ARTICLE 18 – CUSTOMER ACCEPTANCE
These General Terms and Conditions of Sale are expressly approved and accepted by the Customer, who declares and acknowledges having full knowledge of them, and therefore waives the right to rely on any contradictory document and, in particular, its own general terms and conditions of purchase, which will be unenforceable against the Service Provider, even if it has been made aware of them, with the exception of specific contracts concluded directly between the Customer and the Service Provider, where applicable.
ARTICLE 19 – COOKIES
We use cookies on our website to improve your browsing experience and facilitate the use of certain features. Cookies are small text files stored on your device when you visit our site.
19.1 Purposes of cookies
The cookies we use are only intended to optimize your experience on our site. They allow us to:
- Improve navigation: Cookies help us make your navigation smoother by remembering your preferences and settings (e.g. language, choice of region, etc.).
- Analyze site usage: Thanks to cookies, we can anonymously track site usage, collect statistical data to improve the content and functionality of the site.
- Optimize performance: Cookies help us detect technical errors and improve the speed and reliability of our site.
19.2 Respect for privacy
We would like to assure you that we do not resell your personal data collected via cookies to third parties.

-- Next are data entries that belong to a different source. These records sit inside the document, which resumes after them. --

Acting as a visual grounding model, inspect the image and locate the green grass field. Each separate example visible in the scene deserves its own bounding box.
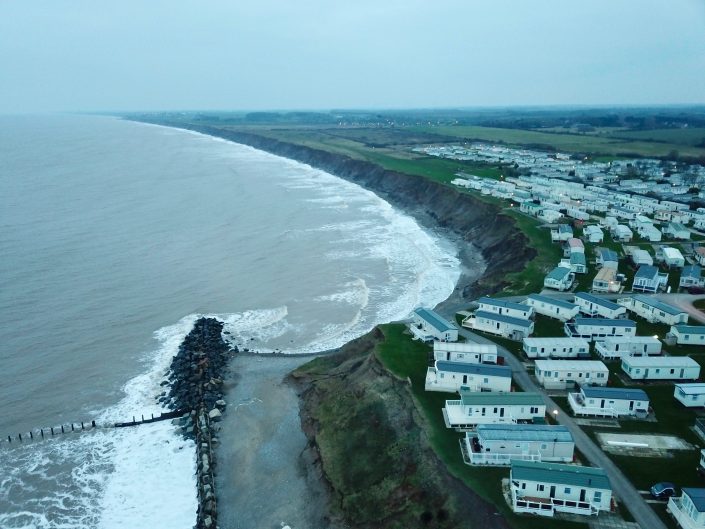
[412,125,705,156]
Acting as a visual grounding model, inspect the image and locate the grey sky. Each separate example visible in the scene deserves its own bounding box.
[0,0,705,113]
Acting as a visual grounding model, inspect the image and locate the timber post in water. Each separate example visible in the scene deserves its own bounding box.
[162,318,237,529]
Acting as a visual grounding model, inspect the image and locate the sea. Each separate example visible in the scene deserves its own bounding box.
[0,115,460,529]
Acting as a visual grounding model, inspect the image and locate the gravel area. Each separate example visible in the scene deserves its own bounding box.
[216,356,328,529]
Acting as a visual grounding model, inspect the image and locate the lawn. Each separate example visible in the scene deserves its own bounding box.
[376,324,586,529]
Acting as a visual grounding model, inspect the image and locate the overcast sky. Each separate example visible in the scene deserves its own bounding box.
[0,0,705,113]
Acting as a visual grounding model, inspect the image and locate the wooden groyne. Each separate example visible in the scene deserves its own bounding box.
[0,410,189,447]
[0,420,97,446]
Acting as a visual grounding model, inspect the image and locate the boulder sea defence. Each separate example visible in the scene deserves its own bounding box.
[158,318,237,529]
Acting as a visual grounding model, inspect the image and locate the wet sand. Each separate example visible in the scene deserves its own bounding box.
[216,355,328,529]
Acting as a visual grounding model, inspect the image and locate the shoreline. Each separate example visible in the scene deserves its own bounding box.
[123,117,536,304]
[119,117,526,529]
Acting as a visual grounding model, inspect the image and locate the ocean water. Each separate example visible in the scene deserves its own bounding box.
[0,116,460,529]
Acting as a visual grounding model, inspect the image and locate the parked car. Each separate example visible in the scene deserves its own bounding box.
[651,481,676,500]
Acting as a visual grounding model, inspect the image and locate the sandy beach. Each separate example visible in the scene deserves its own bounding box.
[216,355,329,529]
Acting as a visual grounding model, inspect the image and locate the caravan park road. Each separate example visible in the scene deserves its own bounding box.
[459,328,666,529]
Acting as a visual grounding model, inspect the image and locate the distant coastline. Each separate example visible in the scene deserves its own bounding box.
[126,118,536,306]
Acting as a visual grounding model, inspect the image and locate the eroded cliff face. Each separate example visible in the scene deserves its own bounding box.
[155,123,536,299]
[289,329,508,529]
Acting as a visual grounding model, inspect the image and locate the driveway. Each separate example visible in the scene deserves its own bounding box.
[452,328,666,529]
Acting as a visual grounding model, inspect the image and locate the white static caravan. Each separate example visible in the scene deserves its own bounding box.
[443,388,546,429]
[622,356,700,380]
[678,265,705,288]
[592,267,622,293]
[632,265,668,294]
[523,338,590,359]
[463,310,534,340]
[673,382,705,408]
[566,208,590,220]
[666,487,705,529]
[568,386,649,418]
[538,208,563,224]
[632,249,654,266]
[595,336,662,360]
[523,294,578,321]
[425,360,512,393]
[558,252,587,274]
[617,295,688,325]
[573,292,627,319]
[534,360,610,389]
[543,266,575,292]
[462,424,575,465]
[563,318,636,341]
[409,309,458,342]
[477,297,534,320]
[666,325,705,346]
[639,224,661,242]
[551,224,573,242]
[596,248,619,270]
[656,246,685,268]
[509,461,612,517]
[583,225,605,243]
[563,237,585,257]
[613,224,634,242]
[433,342,497,364]
[662,222,690,241]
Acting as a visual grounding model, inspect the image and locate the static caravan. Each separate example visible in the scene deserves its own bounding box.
[666,487,705,529]
[597,248,619,270]
[617,294,688,325]
[478,297,534,320]
[443,388,546,429]
[425,360,512,393]
[673,382,705,408]
[538,208,563,224]
[523,338,590,359]
[639,225,661,242]
[583,225,605,243]
[678,265,705,288]
[462,424,575,465]
[666,325,705,346]
[632,249,654,266]
[600,215,619,231]
[463,310,534,340]
[563,318,636,341]
[509,461,612,517]
[595,336,662,360]
[558,252,587,274]
[573,292,627,319]
[543,266,575,292]
[622,356,700,380]
[695,246,705,266]
[568,386,649,418]
[433,342,497,364]
[563,237,585,257]
[551,224,573,242]
[409,309,458,342]
[662,222,690,241]
[566,208,590,220]
[613,224,634,242]
[592,267,622,293]
[534,360,610,389]
[632,265,668,294]
[523,294,578,321]
[656,246,685,268]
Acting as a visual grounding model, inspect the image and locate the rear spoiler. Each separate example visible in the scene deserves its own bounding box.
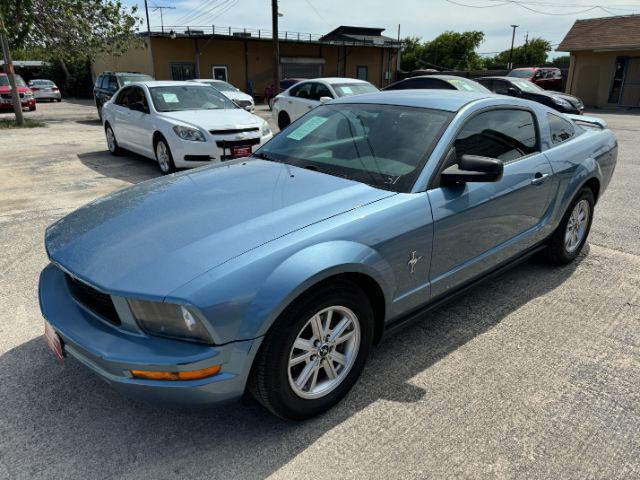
[565,114,607,130]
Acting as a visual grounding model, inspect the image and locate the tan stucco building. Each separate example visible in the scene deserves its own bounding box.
[558,15,640,107]
[93,26,398,97]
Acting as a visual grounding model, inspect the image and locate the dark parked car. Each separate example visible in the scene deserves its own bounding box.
[507,67,562,92]
[476,77,584,115]
[93,72,154,120]
[383,75,489,93]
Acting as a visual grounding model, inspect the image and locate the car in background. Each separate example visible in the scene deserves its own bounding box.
[476,77,584,115]
[507,67,562,92]
[0,73,36,112]
[273,77,379,130]
[29,79,62,102]
[39,90,618,420]
[93,72,153,121]
[190,78,256,113]
[382,75,489,93]
[102,81,272,174]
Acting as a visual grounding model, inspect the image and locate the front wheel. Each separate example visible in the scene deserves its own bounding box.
[547,187,595,265]
[156,138,176,175]
[249,282,374,420]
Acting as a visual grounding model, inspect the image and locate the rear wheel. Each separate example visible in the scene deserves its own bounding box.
[278,112,291,130]
[249,281,374,420]
[547,187,595,265]
[155,138,176,175]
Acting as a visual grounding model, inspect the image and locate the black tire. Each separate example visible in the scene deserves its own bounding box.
[248,281,374,420]
[104,123,122,157]
[546,187,596,265]
[153,137,176,175]
[278,112,291,130]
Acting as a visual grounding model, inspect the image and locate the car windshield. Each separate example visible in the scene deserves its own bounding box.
[202,81,237,92]
[255,104,453,192]
[331,83,379,97]
[149,85,238,112]
[120,75,153,87]
[507,68,534,78]
[0,75,27,87]
[511,80,544,93]
[447,78,490,93]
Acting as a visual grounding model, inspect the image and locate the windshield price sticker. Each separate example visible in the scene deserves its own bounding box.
[287,117,327,140]
[162,93,180,103]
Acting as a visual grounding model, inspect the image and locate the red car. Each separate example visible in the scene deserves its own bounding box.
[0,73,36,112]
[507,67,562,92]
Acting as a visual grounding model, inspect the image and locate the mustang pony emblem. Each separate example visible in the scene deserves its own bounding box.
[407,250,422,273]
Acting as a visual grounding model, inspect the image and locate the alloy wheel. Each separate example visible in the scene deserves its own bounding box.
[564,199,591,253]
[288,306,361,399]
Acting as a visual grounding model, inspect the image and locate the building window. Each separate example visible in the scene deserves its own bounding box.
[213,65,229,82]
[171,63,196,80]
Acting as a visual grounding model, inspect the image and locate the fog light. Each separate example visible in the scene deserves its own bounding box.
[131,365,222,380]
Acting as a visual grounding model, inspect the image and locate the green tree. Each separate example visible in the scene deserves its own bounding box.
[487,38,551,68]
[401,31,484,71]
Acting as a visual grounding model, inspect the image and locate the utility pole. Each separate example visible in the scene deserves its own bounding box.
[152,5,176,33]
[271,0,280,95]
[0,15,24,127]
[507,25,519,70]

All data collected is treated in a strictly confidential manner and used only to improve your browsing experience. We do not collect sensitive data, such as banking information or personal identifiers, without your explicit consent.
19.3 Cookie Management
You have the option to manage cookies via your browser settings. You can configure your browser to:
- Accept all cookies,
- Be informed each time a cookie is sent,
- Systematically refuse cookies.
Please note that refusing certain cookies could limit access to certain features of our site or alter the user experience.
19.4 Consent to the use of cookies
By browsing our site and using our services, you consent to the use of cookies in accordance with the terms of this section. You can withdraw your consent at any time by changing your browser settings or by disabling cookies via our management tools.